Leeds United 0 Sunderland 3

Last updated : 13 September 2006 By Footymad Previewer
The Roy Keane factor worked again for rejuvenated Sunderland and twisted the knife in under-pressure Leeds boss Kevin Blackwell.

Sunderland dominated the match with their passion and slick passing, while Leeds were second best in every department.

For Keane it was the perfect response from his team and a great start to his managerial career.

It was Leeds' third home defeat of the season - as many as they suffered in the whole of last term - and with them in the bottom three, Blackwell's position must be in doubt.

It took Sunderland 15 minutes to settle into the game and then they started to take Leeds slowly apart.

Their passing was more precise, their running more intelligent and their confidence was as high as Leeds' was rock-bottom.

Daryl Murphy was a constant danger up front and with Graham Kavanagh running things in the middle of the park, it was mostly one-way traffic.

Inevitably when the breakthrough came it was Liam Miller, who spent last season at Leeds, who got the goal.

He'd already had one header blocked by Stephen Crainey but there was no mistake when Ross Wallace calmly picked him out and he fired past Tony Warner.

Ironically it was the Irishman's first goal at Elland Road.

Leeds were hanging on, hoping to claw their way into the game, but they were hit by a goal either side of half-time and were dead and buried.

Kavanagh made a superb run forward to fire past Warner in the 45th minute and three minutes into the second period, substitute Stephen Elliott latched on to a Murphy header and lashed it past the keeper.

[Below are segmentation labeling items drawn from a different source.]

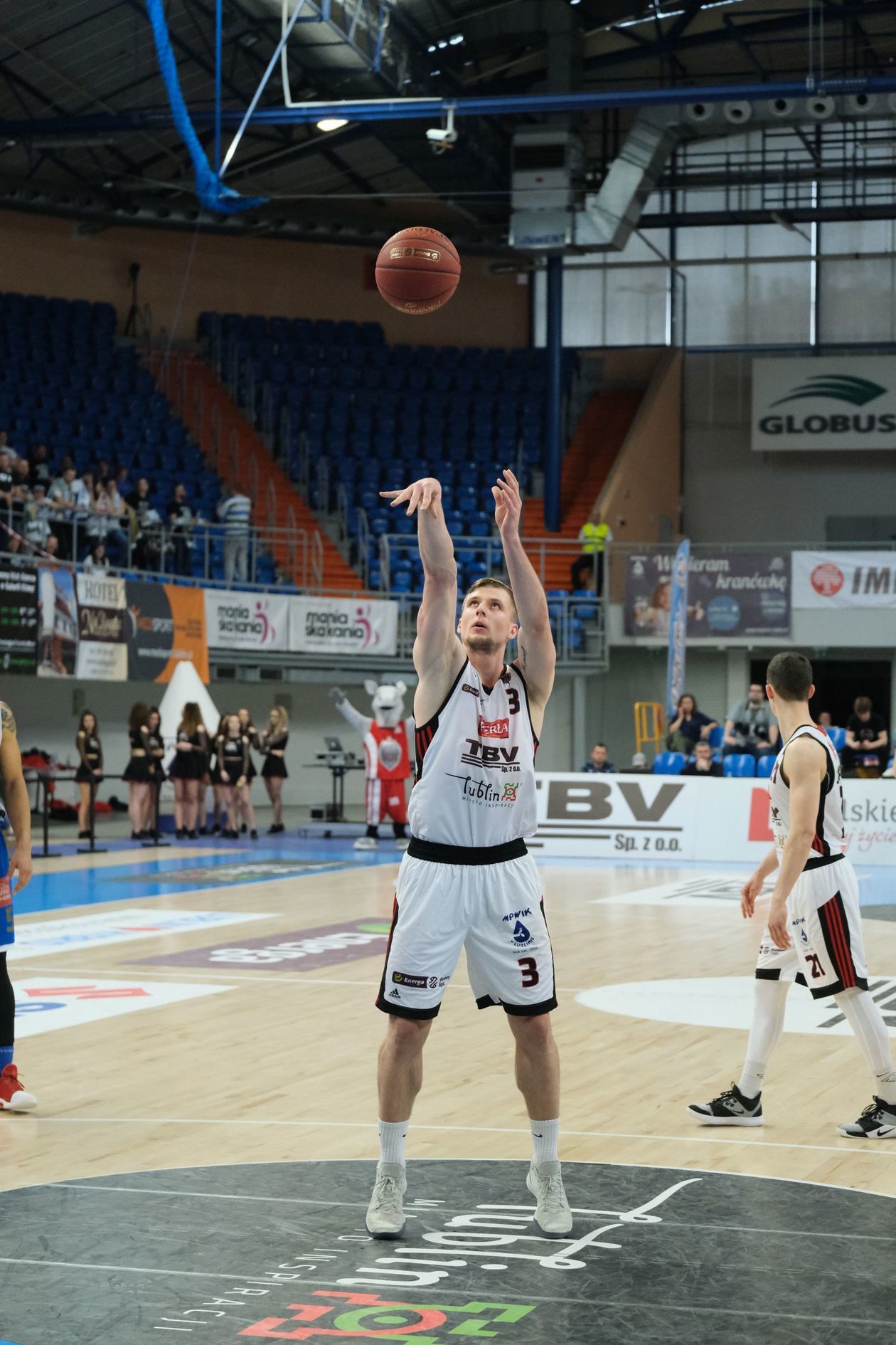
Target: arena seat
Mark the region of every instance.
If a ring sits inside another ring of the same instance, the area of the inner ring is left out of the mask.
[[[732,752],[732,755],[727,756],[721,763],[721,769],[728,776],[736,776],[737,779],[748,777],[755,776],[756,763],[748,752]]]
[[[653,759],[654,775],[681,775],[685,767],[684,752],[657,752]]]

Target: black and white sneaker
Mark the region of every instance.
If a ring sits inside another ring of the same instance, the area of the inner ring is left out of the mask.
[[[837,1132],[848,1139],[896,1139],[896,1107],[875,1098],[858,1120],[837,1126]]]
[[[744,1098],[737,1084],[732,1084],[712,1102],[689,1103],[688,1111],[704,1126],[762,1126],[760,1096]]]

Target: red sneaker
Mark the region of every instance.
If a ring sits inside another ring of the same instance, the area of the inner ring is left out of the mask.
[[[7,1065],[0,1073],[0,1111],[34,1111],[38,1099],[27,1093],[19,1080],[15,1065]]]

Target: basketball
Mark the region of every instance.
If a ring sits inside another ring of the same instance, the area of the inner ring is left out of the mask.
[[[434,313],[461,278],[461,258],[438,229],[400,229],[376,258],[376,288],[403,313]]]

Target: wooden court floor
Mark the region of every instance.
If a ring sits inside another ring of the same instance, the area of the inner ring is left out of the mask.
[[[165,855],[188,868],[214,853],[200,845]],[[228,851],[231,863],[244,857],[251,853]],[[52,872],[75,882],[85,870],[101,876],[138,859],[145,854],[77,855],[52,861]],[[263,915],[243,925],[149,929],[130,942],[11,963],[13,981],[28,983],[38,1001],[73,983],[226,989],[24,1037],[17,1063],[40,1106],[32,1115],[0,1116],[0,1189],[148,1169],[376,1157],[375,1059],[386,1020],[373,997],[382,939],[371,954],[353,950],[345,960],[337,954],[308,970],[298,962],[269,970],[145,959],[243,940],[277,943],[285,935],[296,940],[321,927],[382,928],[396,870],[388,862],[263,882],[236,873],[222,885],[19,917],[17,929],[26,931],[60,916],[125,916],[134,907]],[[690,869],[544,861],[543,876],[560,1001],[553,1022],[564,1076],[563,1158],[896,1194],[896,1143],[857,1143],[836,1131],[870,1100],[852,1037],[786,1032],[766,1081],[764,1128],[707,1130],[692,1124],[685,1104],[737,1077],[746,1032],[607,1013],[576,998],[629,982],[747,976],[759,924],[743,923],[732,900],[684,907],[618,900],[693,877]],[[872,972],[896,974],[896,923],[869,920],[865,935]],[[791,998],[801,993],[795,987]],[[461,963],[427,1044],[408,1161],[528,1154],[504,1014],[477,1011]]]

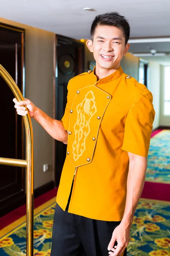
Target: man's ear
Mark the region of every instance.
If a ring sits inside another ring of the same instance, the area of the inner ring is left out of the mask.
[[[93,52],[93,41],[92,40],[88,40],[86,42],[86,45],[88,47],[88,49]]]
[[[126,53],[128,52],[129,48],[130,47],[130,44],[126,44],[126,46],[125,47],[125,50],[124,50],[124,52],[123,53],[123,55],[126,55]]]

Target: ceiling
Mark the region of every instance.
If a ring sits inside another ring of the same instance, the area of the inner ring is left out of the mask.
[[[89,38],[94,17],[110,11],[117,11],[128,19],[130,38],[170,36],[170,0],[0,1],[0,17],[3,18],[77,39]],[[85,7],[95,11],[84,11]],[[130,52],[149,52],[147,47],[170,52],[170,42],[132,44]],[[164,57],[168,59],[169,56],[152,58]]]

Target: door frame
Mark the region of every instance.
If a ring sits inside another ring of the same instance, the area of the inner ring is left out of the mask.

Blackwell had sent on Kevin Nicholls at half-time for the ineffectual Eddie Lewis. It was the midfielder's debut after picking up an injury in pre-season.

He soon added Seb Carole - who most Leeds fans had expected to start - plus Robbie Blake but it was asking too much.

With Sunderland losing two strikers to injury, Leeds were able to push forward a bit more but they still didn't look as they were likely to score from open play.